CD Projekt Red sells GOG for $25m as the store breaks free from corporate pressure

GOG

CD Projekt Red has officially sold GOG to its co-founder Michał Kiciński in a deal worth $25.26 million, and while the number looks small on paper, the move makes a lot of sense.

GOG has always been a strange fit inside a publicly traded AAA publisher. Running a global PC storefront is expensive, complex, and distracting. By offloading it, CDPR gets quick liquidity and removes a major operational burden. At the time of writing, all signs point to that money going straight back into what the studio does best: big-budget games. The next The Witcher saga and the Cyberpunk 2077 sequel are the clear priorities.

This sale also fits neatly with CDPR’s recent decisions. Dropping REDengine for Unreal Engine 5 showed a desire to stop maintaining heavy tech stacks. Selling GOG follows the same logic. Fewer side projects. More focus on development.

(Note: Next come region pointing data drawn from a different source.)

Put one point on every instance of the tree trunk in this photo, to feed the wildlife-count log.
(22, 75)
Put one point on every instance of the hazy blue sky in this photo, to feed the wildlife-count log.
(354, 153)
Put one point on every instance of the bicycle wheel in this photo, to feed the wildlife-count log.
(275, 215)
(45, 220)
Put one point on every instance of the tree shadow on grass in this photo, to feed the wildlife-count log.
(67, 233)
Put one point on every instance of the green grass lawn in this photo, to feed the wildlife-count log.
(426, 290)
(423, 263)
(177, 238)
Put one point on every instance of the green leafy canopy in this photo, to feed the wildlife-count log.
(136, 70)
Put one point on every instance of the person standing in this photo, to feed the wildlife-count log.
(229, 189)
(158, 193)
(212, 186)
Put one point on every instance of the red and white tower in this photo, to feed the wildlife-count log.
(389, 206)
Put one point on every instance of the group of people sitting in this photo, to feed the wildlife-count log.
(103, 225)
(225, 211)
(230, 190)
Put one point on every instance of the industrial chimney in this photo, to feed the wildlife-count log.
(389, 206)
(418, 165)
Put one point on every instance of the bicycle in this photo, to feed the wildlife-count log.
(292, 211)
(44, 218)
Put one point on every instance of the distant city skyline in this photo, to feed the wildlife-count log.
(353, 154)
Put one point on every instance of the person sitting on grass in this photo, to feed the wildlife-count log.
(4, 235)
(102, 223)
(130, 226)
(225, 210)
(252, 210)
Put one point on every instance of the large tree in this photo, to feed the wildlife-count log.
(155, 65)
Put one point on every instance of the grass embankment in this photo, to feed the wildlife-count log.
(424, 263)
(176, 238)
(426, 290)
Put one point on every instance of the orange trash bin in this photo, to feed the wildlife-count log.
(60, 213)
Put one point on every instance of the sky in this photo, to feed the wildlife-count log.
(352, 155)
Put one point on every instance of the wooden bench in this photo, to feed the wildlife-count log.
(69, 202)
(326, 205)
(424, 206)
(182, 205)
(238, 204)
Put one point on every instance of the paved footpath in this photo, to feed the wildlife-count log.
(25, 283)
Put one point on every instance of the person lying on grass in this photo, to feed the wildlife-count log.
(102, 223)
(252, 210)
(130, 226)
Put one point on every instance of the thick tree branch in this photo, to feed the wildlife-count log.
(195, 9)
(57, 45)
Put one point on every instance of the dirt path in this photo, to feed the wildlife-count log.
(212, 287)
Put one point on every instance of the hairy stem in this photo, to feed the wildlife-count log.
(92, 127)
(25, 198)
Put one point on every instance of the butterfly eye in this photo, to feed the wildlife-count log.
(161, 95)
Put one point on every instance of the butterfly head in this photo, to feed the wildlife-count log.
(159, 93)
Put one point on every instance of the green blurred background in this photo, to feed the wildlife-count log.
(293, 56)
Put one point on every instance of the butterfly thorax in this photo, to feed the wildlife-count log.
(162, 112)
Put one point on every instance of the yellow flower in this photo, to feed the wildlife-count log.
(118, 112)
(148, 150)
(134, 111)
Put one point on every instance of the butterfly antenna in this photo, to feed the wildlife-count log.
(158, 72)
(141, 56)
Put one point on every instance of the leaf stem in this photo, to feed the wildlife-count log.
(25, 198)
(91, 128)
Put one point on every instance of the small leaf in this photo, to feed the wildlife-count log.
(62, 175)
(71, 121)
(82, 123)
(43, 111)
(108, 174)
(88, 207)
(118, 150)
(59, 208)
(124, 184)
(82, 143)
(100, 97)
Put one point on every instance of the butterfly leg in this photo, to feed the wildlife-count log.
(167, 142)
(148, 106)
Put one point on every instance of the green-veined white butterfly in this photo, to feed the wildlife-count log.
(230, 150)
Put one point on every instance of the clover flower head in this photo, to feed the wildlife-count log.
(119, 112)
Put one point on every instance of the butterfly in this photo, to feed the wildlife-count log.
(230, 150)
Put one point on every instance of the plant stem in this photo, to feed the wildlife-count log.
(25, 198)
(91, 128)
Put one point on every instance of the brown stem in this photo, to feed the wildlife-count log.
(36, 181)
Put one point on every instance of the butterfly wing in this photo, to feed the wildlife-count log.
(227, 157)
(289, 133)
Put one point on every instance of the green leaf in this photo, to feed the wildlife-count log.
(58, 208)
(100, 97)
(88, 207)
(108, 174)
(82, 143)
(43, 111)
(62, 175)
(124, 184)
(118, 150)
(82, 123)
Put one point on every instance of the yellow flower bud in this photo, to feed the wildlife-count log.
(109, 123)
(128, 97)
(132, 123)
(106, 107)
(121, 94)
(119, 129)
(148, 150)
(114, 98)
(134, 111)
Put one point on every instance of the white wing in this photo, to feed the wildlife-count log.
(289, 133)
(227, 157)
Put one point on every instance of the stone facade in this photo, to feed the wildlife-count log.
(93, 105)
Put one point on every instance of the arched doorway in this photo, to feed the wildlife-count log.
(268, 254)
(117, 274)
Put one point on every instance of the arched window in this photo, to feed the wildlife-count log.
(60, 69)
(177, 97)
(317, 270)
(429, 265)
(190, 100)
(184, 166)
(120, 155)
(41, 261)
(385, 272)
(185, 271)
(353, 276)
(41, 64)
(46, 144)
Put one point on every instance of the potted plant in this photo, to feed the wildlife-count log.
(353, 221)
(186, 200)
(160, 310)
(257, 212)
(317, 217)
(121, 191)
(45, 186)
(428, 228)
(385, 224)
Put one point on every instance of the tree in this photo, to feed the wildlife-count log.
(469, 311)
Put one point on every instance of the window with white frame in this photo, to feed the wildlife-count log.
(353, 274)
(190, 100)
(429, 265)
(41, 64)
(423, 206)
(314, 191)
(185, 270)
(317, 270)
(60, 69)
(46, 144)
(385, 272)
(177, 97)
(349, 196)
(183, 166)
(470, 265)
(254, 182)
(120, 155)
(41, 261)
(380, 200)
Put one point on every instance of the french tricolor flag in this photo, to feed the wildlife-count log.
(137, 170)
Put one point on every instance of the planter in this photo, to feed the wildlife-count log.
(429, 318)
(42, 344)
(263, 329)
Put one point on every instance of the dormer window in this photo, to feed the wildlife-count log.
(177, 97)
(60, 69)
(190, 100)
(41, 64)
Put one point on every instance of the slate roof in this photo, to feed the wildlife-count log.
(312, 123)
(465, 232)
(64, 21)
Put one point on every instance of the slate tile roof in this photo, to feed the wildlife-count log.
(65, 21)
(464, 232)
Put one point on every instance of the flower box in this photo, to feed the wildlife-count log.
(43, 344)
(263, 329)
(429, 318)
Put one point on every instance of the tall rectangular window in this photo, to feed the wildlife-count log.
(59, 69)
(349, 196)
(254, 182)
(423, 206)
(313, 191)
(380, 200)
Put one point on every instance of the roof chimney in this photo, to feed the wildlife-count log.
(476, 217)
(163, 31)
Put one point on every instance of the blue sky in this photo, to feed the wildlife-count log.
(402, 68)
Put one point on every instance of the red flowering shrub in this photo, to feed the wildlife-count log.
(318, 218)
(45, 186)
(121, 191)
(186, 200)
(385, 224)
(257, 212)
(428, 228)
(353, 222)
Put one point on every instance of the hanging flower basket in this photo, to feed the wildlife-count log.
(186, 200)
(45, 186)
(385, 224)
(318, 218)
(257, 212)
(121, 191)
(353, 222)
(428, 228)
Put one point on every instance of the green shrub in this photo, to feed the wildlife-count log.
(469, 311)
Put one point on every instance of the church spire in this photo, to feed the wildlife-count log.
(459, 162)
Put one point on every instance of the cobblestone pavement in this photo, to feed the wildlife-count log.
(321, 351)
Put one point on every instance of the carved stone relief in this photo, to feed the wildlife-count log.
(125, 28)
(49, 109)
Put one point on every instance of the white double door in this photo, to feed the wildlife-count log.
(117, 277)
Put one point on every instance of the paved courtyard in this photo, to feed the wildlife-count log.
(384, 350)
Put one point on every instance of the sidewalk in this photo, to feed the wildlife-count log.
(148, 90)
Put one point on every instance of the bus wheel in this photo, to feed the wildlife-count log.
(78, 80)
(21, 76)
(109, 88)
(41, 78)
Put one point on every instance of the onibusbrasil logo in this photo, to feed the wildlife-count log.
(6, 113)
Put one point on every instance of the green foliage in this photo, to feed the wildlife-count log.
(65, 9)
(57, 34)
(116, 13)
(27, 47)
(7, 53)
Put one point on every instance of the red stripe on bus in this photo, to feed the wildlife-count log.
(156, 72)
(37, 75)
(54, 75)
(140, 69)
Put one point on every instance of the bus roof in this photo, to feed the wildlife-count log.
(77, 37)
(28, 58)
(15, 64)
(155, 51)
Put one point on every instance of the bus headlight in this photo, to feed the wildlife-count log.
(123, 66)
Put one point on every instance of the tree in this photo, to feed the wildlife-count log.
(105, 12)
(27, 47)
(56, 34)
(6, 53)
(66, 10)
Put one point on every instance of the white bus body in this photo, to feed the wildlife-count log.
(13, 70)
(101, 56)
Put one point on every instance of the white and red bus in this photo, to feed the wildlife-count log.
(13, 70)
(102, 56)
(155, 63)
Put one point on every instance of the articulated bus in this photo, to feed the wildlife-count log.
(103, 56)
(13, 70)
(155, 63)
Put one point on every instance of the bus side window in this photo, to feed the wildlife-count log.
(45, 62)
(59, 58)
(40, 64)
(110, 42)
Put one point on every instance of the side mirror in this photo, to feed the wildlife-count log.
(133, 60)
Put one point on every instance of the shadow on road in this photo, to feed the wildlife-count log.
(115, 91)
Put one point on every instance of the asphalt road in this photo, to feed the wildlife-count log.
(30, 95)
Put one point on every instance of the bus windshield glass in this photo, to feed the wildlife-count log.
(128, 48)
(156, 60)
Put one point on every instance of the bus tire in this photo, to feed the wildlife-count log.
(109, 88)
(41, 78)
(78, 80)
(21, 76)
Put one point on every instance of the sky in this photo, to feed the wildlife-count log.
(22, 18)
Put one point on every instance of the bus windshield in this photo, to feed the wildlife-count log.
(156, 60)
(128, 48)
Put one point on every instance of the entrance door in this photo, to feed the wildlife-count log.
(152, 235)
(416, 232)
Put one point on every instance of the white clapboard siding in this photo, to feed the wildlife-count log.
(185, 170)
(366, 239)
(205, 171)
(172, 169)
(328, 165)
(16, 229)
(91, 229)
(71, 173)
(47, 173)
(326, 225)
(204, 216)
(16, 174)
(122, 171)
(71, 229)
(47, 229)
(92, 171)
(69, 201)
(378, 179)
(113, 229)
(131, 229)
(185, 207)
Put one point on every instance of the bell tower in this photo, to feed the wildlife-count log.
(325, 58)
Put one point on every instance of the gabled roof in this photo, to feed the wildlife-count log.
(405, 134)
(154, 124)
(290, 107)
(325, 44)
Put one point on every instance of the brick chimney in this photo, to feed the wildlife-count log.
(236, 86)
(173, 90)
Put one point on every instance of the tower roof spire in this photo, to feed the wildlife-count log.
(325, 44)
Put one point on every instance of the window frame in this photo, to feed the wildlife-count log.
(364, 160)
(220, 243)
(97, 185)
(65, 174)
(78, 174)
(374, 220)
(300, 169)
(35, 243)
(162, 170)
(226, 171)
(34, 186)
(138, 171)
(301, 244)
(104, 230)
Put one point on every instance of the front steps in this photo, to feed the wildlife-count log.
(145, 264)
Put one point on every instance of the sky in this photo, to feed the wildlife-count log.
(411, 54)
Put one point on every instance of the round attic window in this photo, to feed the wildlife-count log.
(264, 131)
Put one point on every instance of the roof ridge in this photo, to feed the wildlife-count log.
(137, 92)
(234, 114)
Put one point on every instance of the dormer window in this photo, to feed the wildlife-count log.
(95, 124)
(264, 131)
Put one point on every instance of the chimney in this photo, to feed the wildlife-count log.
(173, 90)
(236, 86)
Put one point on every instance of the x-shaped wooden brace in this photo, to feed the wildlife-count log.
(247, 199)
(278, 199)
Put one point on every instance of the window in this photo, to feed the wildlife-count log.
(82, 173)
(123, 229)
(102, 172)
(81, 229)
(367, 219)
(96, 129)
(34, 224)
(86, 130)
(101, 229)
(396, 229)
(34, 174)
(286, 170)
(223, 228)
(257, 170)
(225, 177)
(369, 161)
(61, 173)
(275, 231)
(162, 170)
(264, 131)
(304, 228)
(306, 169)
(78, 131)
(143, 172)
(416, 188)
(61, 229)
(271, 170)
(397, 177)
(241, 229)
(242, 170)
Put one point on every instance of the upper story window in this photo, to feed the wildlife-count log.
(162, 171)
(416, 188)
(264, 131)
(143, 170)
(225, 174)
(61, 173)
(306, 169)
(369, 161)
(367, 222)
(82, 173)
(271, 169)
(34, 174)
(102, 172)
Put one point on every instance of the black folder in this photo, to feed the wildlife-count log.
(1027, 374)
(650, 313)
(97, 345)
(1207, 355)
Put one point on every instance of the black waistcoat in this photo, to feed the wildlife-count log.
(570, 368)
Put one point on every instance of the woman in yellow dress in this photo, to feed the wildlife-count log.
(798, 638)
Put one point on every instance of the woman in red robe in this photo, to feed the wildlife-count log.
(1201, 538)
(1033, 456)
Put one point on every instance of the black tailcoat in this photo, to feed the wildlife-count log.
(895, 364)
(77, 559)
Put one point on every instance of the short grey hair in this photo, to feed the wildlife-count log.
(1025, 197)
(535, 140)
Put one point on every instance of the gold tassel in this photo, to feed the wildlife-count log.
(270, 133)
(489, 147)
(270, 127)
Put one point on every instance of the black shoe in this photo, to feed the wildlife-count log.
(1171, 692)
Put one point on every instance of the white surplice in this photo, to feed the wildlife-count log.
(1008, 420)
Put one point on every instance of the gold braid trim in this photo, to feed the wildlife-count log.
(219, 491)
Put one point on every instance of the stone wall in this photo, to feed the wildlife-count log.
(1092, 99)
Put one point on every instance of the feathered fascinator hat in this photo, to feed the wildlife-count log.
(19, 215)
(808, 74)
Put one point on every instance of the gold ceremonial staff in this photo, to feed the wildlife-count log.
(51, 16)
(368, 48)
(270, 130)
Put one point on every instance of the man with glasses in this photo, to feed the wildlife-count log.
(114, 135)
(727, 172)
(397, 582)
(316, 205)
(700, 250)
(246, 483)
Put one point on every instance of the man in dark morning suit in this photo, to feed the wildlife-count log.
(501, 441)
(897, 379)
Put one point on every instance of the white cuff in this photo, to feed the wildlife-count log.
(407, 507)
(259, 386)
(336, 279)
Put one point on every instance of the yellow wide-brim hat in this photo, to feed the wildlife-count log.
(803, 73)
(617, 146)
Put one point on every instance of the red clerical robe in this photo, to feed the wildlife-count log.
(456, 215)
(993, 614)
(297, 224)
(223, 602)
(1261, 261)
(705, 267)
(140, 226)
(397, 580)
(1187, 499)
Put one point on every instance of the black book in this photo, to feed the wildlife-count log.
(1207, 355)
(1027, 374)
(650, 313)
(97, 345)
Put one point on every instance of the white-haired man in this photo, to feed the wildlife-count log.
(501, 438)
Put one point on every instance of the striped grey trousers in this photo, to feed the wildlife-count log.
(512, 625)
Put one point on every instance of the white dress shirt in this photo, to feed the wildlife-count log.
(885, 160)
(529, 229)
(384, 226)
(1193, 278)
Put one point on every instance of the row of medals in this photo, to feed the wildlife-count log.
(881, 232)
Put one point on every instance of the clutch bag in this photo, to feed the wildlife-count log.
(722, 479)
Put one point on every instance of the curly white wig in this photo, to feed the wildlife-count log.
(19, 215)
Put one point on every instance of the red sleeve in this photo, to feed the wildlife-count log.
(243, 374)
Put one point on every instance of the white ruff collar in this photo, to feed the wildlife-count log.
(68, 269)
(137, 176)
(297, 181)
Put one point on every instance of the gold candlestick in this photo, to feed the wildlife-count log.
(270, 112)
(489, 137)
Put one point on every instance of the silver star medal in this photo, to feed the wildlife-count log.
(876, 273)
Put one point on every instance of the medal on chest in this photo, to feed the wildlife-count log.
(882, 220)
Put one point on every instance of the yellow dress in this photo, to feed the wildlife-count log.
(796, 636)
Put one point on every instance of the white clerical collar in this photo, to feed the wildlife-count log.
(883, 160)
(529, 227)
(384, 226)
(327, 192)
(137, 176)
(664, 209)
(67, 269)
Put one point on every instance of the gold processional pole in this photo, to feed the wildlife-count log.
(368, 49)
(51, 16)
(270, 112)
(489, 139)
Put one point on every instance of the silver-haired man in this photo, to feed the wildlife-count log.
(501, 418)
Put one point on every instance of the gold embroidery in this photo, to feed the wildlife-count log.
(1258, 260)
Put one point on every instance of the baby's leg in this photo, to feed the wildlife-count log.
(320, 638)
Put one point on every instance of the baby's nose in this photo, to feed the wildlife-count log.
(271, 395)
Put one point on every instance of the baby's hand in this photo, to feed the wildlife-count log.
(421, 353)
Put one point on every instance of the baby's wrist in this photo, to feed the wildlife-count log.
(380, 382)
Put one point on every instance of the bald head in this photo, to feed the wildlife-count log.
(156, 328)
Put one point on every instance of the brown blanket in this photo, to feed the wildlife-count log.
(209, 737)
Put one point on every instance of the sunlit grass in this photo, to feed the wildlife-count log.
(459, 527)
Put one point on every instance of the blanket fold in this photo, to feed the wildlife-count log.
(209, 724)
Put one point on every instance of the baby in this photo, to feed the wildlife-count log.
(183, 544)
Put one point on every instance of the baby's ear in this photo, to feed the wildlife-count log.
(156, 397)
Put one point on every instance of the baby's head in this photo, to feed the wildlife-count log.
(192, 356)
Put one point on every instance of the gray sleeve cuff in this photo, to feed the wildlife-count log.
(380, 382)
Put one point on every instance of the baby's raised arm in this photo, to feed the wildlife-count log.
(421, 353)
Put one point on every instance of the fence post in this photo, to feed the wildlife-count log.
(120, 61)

For GOG, the change could be even bigger. Free from shareholder pressure, the store is now leaning back into its original identity. DRM-free games remain the core pitch. Offline installers are staying. The game preservation programme is safe. That matters more than ever as digital ownership keeps shrinking.

In short, this looks like a clean break. CDPR sharpens its focus. GOG gets a second chance to be pro-consumer again. Whether it thrives now comes down to execution.